Esto significa que los expatriados y los viajeros pueden esperar mejores estándares de alojamiento, restaurantes y transporte que en otras partes de la región. Almaty, la ciudad más grande de Kazajistán, recuerda algo a Europa por sus avenidas arboladas, centros comerciales y vibrante vida nocturna. La capital, Astaná, se ha transformado con una profusión de arquitectura futurista.

Fuera de sus ciudades chispeantes, el paisaje en todo el país es muy variado: el norte, con su clima y terreno siberianos, está muy industrializado, mientras que las regiones densamente pobladas del este son montañosas, y las áridas estepas centrales son estériles.

A pesar de que cuenta con una geografía única, Kazajistán permanece en gran parte inexplorada por los extranjeros y ofrece algunas fantásticas aventuras de viaje. Actividades como senderismo en los verdes valles y las altas montañas de Tian Shan, búsqueda de vida silvestre en la estepa salpicada de lagos, desiertos occidentales hasta remotas mezquitas subterráneas asegurarán que la vida de expatriados nunca sea aburrida.

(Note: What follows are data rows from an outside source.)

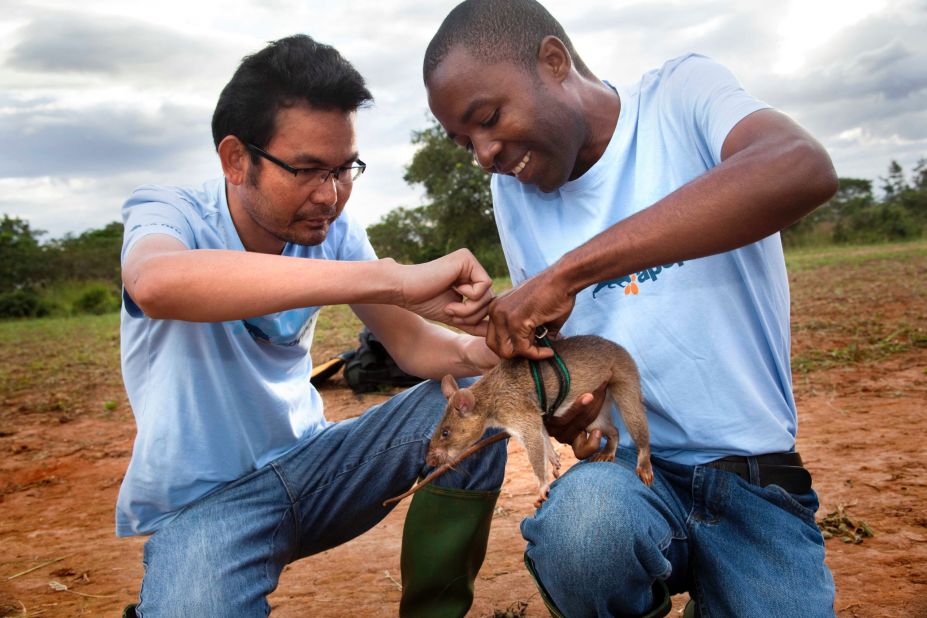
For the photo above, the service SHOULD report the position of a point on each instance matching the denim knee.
(600, 538)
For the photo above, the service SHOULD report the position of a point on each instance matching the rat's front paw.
(554, 460)
(645, 471)
(542, 496)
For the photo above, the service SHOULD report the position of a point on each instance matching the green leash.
(563, 375)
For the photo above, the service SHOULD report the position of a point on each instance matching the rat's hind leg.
(608, 429)
(627, 395)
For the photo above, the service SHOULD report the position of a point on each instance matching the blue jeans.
(223, 554)
(603, 538)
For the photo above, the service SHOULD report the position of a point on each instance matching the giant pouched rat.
(506, 398)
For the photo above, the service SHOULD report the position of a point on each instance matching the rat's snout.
(436, 456)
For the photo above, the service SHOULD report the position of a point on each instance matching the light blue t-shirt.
(710, 336)
(213, 401)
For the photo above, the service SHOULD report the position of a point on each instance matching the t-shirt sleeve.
(354, 245)
(711, 100)
(153, 210)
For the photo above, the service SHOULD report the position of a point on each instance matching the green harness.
(563, 376)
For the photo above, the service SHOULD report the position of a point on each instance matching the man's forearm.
(218, 285)
(755, 193)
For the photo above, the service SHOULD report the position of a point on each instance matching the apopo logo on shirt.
(631, 284)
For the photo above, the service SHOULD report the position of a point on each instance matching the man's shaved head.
(498, 30)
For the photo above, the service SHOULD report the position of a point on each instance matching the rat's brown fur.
(506, 398)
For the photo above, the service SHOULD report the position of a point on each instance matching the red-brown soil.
(862, 396)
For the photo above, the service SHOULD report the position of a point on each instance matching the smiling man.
(235, 471)
(648, 214)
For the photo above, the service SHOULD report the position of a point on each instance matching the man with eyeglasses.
(235, 472)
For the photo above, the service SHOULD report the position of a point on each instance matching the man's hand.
(454, 289)
(514, 316)
(571, 427)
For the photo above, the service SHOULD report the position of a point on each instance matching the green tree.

Solo el clima dicta sus decisiones sobre cómo pasar su tiempo libre. Durante todo el año, hay muy poca lluvia y el clima es afortunadamente bastante predecible. El invierno es un poco frío, es buen momento para esquiar en las laderas prístinas de Chimbulak, mientras que julio y agosto son los meses perfectos para practicar senderismo, montar a caballo y andar en bicicleta.

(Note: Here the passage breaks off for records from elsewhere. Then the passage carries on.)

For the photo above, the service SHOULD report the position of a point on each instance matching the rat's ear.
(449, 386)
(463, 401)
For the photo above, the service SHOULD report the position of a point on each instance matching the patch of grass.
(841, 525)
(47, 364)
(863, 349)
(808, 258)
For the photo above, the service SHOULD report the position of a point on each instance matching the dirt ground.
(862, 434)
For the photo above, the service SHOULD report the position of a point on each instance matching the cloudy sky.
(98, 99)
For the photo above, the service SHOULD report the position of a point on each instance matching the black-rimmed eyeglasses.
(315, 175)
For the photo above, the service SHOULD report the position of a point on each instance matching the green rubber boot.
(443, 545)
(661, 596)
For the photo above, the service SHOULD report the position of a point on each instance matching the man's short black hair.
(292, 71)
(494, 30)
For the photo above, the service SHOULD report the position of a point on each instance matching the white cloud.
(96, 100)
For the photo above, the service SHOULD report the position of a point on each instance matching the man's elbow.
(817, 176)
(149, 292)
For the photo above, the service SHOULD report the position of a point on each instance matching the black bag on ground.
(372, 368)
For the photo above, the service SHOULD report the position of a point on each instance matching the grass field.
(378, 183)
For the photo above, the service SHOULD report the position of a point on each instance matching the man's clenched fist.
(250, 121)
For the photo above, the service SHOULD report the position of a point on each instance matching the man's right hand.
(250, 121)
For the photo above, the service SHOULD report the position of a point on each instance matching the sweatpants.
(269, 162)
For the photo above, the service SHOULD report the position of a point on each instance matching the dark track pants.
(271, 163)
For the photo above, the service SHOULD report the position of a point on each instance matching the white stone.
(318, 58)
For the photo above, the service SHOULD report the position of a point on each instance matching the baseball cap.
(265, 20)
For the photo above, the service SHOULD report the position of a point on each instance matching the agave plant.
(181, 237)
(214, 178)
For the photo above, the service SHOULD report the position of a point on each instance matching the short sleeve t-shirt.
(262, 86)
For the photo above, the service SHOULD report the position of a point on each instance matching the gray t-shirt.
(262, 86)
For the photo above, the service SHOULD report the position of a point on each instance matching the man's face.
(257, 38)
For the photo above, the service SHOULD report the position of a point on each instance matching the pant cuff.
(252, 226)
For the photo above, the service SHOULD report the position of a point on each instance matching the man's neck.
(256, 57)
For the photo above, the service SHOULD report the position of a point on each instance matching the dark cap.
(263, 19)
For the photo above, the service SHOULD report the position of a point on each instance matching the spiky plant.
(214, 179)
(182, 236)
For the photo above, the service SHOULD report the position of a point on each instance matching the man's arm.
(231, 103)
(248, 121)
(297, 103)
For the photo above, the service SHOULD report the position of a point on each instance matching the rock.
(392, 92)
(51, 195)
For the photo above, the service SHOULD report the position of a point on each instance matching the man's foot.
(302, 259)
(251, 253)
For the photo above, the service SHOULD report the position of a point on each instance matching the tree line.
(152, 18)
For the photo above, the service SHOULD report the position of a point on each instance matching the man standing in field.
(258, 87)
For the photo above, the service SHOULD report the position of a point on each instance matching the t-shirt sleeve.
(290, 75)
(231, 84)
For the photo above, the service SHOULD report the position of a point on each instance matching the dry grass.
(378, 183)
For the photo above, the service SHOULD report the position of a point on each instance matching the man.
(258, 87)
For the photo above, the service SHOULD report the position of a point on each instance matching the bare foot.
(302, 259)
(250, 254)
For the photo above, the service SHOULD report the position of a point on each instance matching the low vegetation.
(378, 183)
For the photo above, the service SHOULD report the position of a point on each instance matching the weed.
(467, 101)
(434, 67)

Cabe mencionar además la hospitalidad que podrá disfrutar en casas de huéspedes mientras explora el país. Aunque fue reprimida bajo el régimen soviético, la religión principal del Islam está viendo un regreso entre los caso dos tercios de los kazajos que compronen la población.

Poco menos de la cuarta parte de la población es de etnia rusa, por lo que aunque el kazajo (lengua turca con escritura cirílica) es el idioma oficial, el ruso es el segundo idioma y todavía lo hablan casi todos; y ambos idiomas son reconocidos con fines comerciales.